Ref: https://ruby-doc.org/core-2.1.1/Process.html#method-c-detach
Updated by Peter Amstutz over 7 years ago
squeue_jobs
and scancel
should use the block form of IO.popen()
so that it is closed automatically. See stdout_s
Updated by Lucas Di Pentima over 7 years ago
Updates at 79e53c0
Test run: https://ci.curoverse.com/job/developer-run-tests/196/
Updated by Lucas Di Pentima over 7 years ago
New updates at 077878d
Test run: https://ci.curoverse.com/job/developer-run-tests/197/
I've updated the tests so they stub the IO class instead of File.

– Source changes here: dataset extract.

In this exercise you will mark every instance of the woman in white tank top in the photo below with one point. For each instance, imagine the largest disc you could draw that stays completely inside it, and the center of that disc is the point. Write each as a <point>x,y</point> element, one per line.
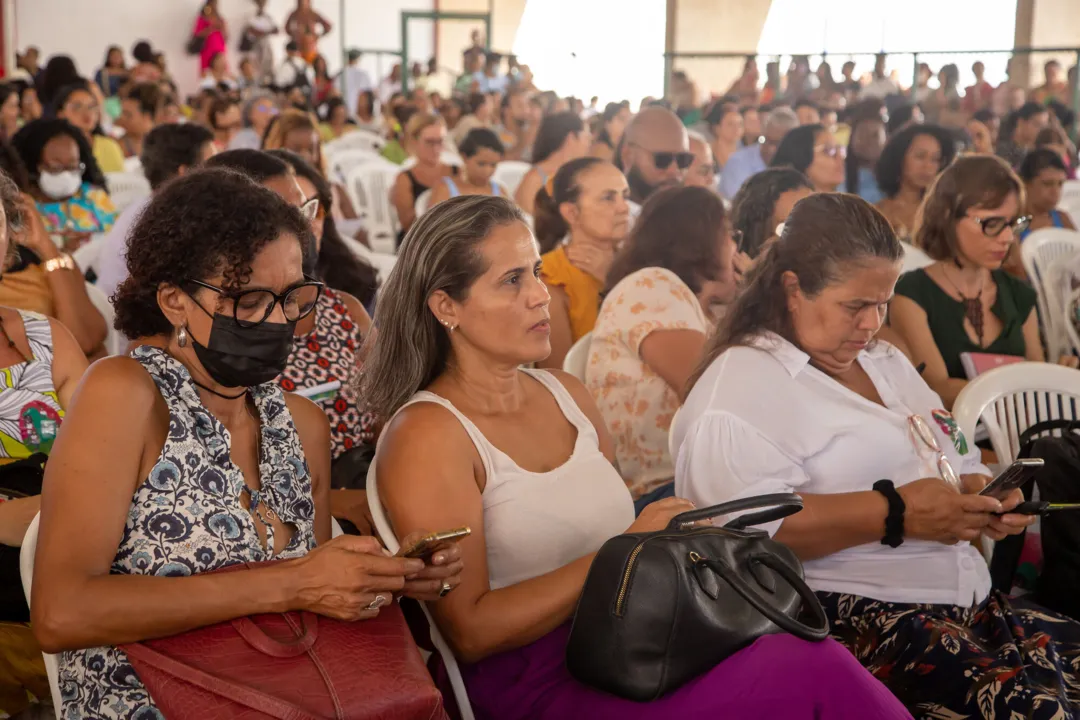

Updated by Peter Amstutz over 7 years ago
Can we get
p = IO.popen(['squeue', '-a', '-h', '-o', '%j']) begin l = p.readlines.map {|line| line.strip} ensure p.close end
Updated by Peter Amstutz over 7 years ago
Updated by Lucas Di Pentima over 7 years ago
- Status changed from In Progress to Resolved
- % Done changed from 0 to 100
Applied in changeset arvados|commit:83203f5c739ee0b0199e76babccb60e832a0de8e.